The impossibility of an efficient classical simulation of a large quantum system is not absolute, in the sense that it concerns the simulation of an arbitrary evolution of such a system, whereby its state vector can reach all of its (exponentially high-dimensional) Hilbert space and has potentially infinite time to do so. The Margolus-Levitin theorem and its generalizations [8–13] put a limit on the speed of such evolution, thus restricting the accessible part of the Hilbert space for any finite time interval. This agrees with a proof [14] that the manifold of all quantum many-body states that can be generated by arbitrary time-dependent local Hamiltonians in a time that scales polynomially in the system size occupies an exponentially small volume in its Hilbert space. (This is a literally correct statement, since the Hilbert space of a system of qubits is a finite-dimensional complex projective space; that is, it is compact and, moreover, it has a unitary invariant Fubini-Study metric [15]). Numerical and analytical studies also indicate that the number of independent constraints describing quantum evolution may be much less than the dimensionality of the Hilbert space [16]. It is therefore reasonable to suggest that a “general case” evolution of a large quantum coherent quantum structure can be characterized by a non-exponentially large set of dimensionless parameters, which correspond to qualitatively different regimes of evolution of this structure. Our recent numerical simulations indicate the existence of such regimes in a set of qubits with pumping and dissipation [17].

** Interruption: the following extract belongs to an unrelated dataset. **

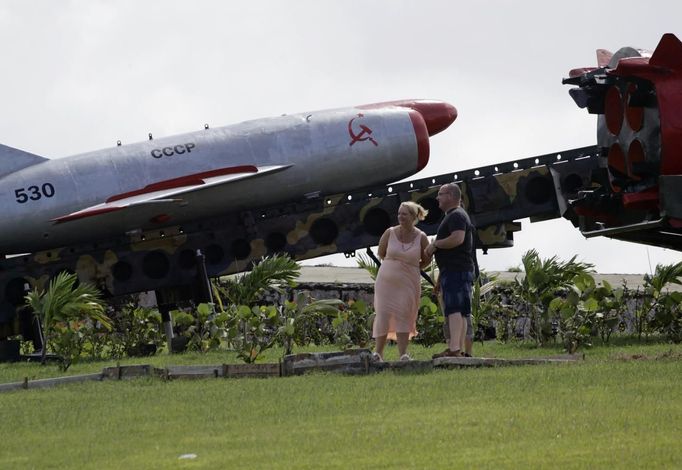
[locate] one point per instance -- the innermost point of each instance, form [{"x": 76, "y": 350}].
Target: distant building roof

Such dimensionless parameters, if exist, will be combinations of fundamental physical constants and parameters, which characterize the system. (We will only need the Planck constant, since the speed of light and gravity constant are not relevant for the currently feasible devices). For example, in the standard approximation, a system of qubits is described by a quantum Ising Hamiltonian,

$\widehat{H}(t)=\sum _{i\ne j}{J}_{ij}(t){\sigma }_i^z{\sigma }_j^z-\frac{1}{2}\sum _j\left(h_j(t){\sigma }_j^z+{\mathrm{\Delta }}_j(t){\sigma }_j^x\right),(1)$

and a set of Lindblad operators responsible for dephasing and relaxation of separate qubits, with characteristic times, respectively, t_ϕ and t_r, and their combination, the decoherence time t_D. In the case of an adiabatic quantum processor [3, 4], the time dependence of the Hamiltonian parameters J_ij, h_j and Δ_j (except that induced by the ambient noise) is determined by that of the adiabatic parameter λ (t) (in the simplest case, by the time of adiabatic evolution, t_f). Then, the dimensionless characteristics of the system should be the combinations of ℏ with the following quantities:

(1) Dimensionless: N (number of qubits); ⟨z⟩ (connectivity of the network: average number of couplings per qubit); ⟨δz²⟩ (its dispersion); ⟨z_iz_j⟩ (its correlation function); …;

(2) Powers of energy: ⟨E⟩ (average qubit excitation energy); ⟨δE²⟩; ⟨E_iE_j⟩; ⟨J⟩ (average coupling strength); ⟨δJ²⟩; ⟨J_iJ_k⟩; k_BT; …;

(3) Powers of time: t_ϕ; t_r; t_D; t_f; $\dot{\lambda }\sim 1/t_f$ (speed of evolution); $\ddot{\lambda }$; …;

and such additional parameters as, e.g., the spectral density of ambient noise S_A (f). Note that all these parameters can be efficiently obtained by either direct measurements or straightforward calculations.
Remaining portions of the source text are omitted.